Some San José official push to increase rent control

FOX 2 KTVU May 12, 2015

SAN JOSE, Calif. (KTVU) -- Officials in the South Bay are getting ready to launch an effort to expand rent control in the city of San José Tuesday in response to new numbers that show the average rent in the city jumped over 10 percent in the past year.

When Chrystal Caruthers moved to Silicon Valley from Chicago last year, the former realtor says she had no idea how hard it would be to find an affordable place to rent.

"It's pretty much the worst experience ever, because you don't get a lot for your money," said Caruthers.

The 45-year-old is paying $2,200 a month for a 1-bedroom apartment in Sunnyvale and looking to save money by moving to Downtown San José.

Housing officials with the City of San José say the most recent data shows the average rent jumped 11 percent in the past year.

"It's hard to be an adult making what you think is a good living and have to consider getting a roommate," said Caruthers.

An effort is under way to expand rent control in San José.

The city already has a rent-control ordinance, but only for apartments built before 1979.

Under existing rules, landlords for about 43,000 apartments in complexes built before 1979 can't raise rent more than 8 percent a year.

But San José City Council Member Raul Peralez wants to cap rent increases at 4 percent annually.

"I would say it's not necessary," said with California Apartment Association Senior Vice President Joshua Howard.

Howard represents 3,000 property owners in Silicon Valley and opposes the move.

"Rent control will not bring the cost of housing down.
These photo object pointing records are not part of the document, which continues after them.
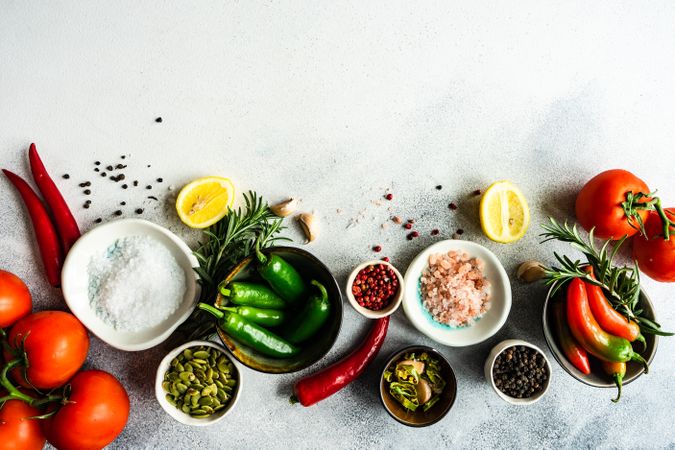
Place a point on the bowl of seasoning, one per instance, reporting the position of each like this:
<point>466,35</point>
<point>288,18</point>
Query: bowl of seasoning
<point>417,386</point>
<point>375,289</point>
<point>197,383</point>
<point>518,371</point>
<point>457,293</point>
<point>278,312</point>
<point>130,282</point>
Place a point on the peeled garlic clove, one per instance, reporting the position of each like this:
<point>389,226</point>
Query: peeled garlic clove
<point>530,271</point>
<point>285,208</point>
<point>309,225</point>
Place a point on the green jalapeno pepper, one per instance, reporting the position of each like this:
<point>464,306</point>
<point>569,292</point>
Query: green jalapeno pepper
<point>310,319</point>
<point>264,317</point>
<point>590,335</point>
<point>251,334</point>
<point>252,294</point>
<point>282,277</point>
<point>617,371</point>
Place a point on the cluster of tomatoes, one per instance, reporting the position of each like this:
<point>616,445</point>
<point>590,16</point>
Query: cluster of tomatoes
<point>616,203</point>
<point>44,396</point>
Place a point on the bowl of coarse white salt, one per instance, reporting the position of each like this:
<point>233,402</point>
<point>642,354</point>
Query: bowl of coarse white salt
<point>130,282</point>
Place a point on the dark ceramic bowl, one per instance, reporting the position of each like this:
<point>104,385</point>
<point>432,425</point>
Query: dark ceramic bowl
<point>420,418</point>
<point>597,377</point>
<point>311,269</point>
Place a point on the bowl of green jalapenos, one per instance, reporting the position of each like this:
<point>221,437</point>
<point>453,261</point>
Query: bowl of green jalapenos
<point>278,311</point>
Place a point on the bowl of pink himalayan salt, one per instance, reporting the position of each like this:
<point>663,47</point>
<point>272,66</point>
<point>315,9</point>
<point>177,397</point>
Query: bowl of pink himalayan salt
<point>457,293</point>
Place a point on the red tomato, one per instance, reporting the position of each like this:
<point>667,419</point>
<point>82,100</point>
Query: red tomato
<point>56,344</point>
<point>17,430</point>
<point>655,255</point>
<point>599,203</point>
<point>15,300</point>
<point>96,413</point>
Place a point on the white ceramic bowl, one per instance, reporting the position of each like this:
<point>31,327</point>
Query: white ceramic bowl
<point>74,281</point>
<point>490,362</point>
<point>393,305</point>
<point>484,327</point>
<point>177,413</point>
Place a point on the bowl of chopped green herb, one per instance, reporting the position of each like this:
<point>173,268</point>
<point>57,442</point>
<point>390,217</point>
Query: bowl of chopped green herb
<point>418,386</point>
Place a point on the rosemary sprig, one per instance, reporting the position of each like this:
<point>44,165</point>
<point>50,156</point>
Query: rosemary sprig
<point>621,283</point>
<point>228,242</point>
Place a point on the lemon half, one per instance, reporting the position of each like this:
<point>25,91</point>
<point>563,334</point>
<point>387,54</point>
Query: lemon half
<point>205,201</point>
<point>504,214</point>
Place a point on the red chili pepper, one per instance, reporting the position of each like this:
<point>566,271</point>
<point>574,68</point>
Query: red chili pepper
<point>617,371</point>
<point>323,384</point>
<point>609,318</point>
<point>63,218</point>
<point>574,352</point>
<point>588,332</point>
<point>45,233</point>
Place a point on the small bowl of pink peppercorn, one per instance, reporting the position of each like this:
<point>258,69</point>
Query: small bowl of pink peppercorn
<point>375,289</point>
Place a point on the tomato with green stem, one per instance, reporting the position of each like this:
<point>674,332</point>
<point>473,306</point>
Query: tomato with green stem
<point>94,413</point>
<point>15,299</point>
<point>654,254</point>
<point>55,345</point>
<point>615,203</point>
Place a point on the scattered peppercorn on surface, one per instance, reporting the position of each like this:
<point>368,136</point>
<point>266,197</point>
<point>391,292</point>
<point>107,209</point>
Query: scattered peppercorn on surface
<point>339,106</point>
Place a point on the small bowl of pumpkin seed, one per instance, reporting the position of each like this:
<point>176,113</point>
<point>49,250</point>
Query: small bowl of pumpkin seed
<point>197,383</point>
All it will do is create more competition for housing because individuals may stay in units longer," said Howard.

According to RealFacts, the average price for a 2-bedroom, 2-bath apartment on the market now in San Jose is $2,601 a month, up from $2,155 in 2013.

San José Mayor Sam Liccardo, along with four council members, is proposing several affordable housing measures which would also review the rent control options.

Mayor Liccardo says state laws prohibit rent control on newer apartments which is why he thinks affordable housing projects such as the one on 4th Street at St. John are so important, along with high-density workforce housing.

"We know if we can build very high-density on transit corridors and future transit stops, like we have with BART coming into San José. We know we can make living here much more affordable," said Liccardo.

On Wednesday, the San José Rules Committee is expected to forward the proposal to the full City Council for discussion in a few weeks.